After concluding a 10-day inspection of McNeil’s Fort Washington, Pa plant where it manufactures all children’s and infants’ Tylenol, Motrin and other popular over-the-counter pediatric medicines, the Food and Drug Administration said that the plant lacked quality controls, used raw materials contaminated with bacteria and failed to investigate consumer complaints that some medicines contained black particles.
FDA officials said that McNeil received 46 consumer complaints between June 2009 and last month about "foreign materials, dark specks" in some medications but that the company failed to determine the cause and correct it. Liquid medicine should be compounded in a sterile environment, free from bacteria and other contaminants. I worked on a series of pharmacy compounding cases a few years ago in which I learned up close the dangers of poor quality control in compounding pharmacies. In those cases, many lots of a blood product used to paralyze the heart during open heart surgery were contaminated. The results for many surgical patients included organ failure and death.
FDA Commissioner Margaret A. Hamburg said parents and caregivers should immediately stop using the recalled medicines. Generic versions are a safe alternative, Hamburg said. A list of recalled products is set forth on McNeil’s press release to which I have linked in the first paragraph. They are also listed along with information about refunds on McNeil’s Web site.

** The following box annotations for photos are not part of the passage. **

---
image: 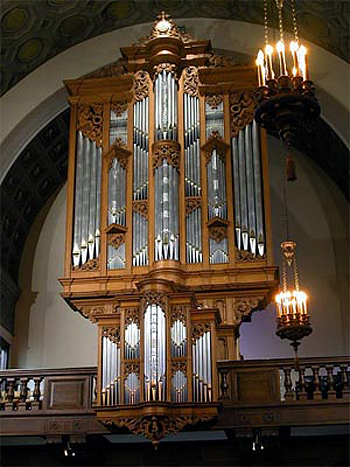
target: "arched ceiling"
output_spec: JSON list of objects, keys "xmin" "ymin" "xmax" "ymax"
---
[{"xmin": 0, "ymin": 0, "xmax": 350, "ymax": 94}]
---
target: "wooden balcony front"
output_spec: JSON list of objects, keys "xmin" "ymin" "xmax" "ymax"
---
[{"xmin": 0, "ymin": 357, "xmax": 350, "ymax": 442}]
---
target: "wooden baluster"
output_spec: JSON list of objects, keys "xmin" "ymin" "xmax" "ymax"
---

Consumers who seek a refund should NOT agree to return or destroy any recalled product. Should your child become ill from a liquid medicine contaminated by bacteria or other contaminants, you will want to be able to test the product to show that it is the source of the contaminant.
At the Pennsylvania plant, the FDA identified defects in McNeil’s quality-control methods and manufacturing processes, including a failure to track customer complaints and spot trends that may signal systemic problems, a lack of written procedures and a failure to adequately train employees.
Investigators found that raw materials had "known contamination" with unspecified bacteria and "were approved for use to manufacture several finished lots of Children’s and Infant’s Tylenol drug products."
FDA officials said they could not identify the bacteria.
McNeil officials say the portion of raw materials in the medicines were tested and were not contaminated. "However, we understand the FDA’s concern and will be working closely with them to address it," the company said in a statement. "The quality issues that the FDA has observed, many of which we had recently identified in our own quality reviews and communicated to the FDA, are unacceptable to us," the statement added.
The company has said that some of the recalled medicines may have a higher amount of active ingredient and that others may contain inactive ingredients that do not meet internal standards.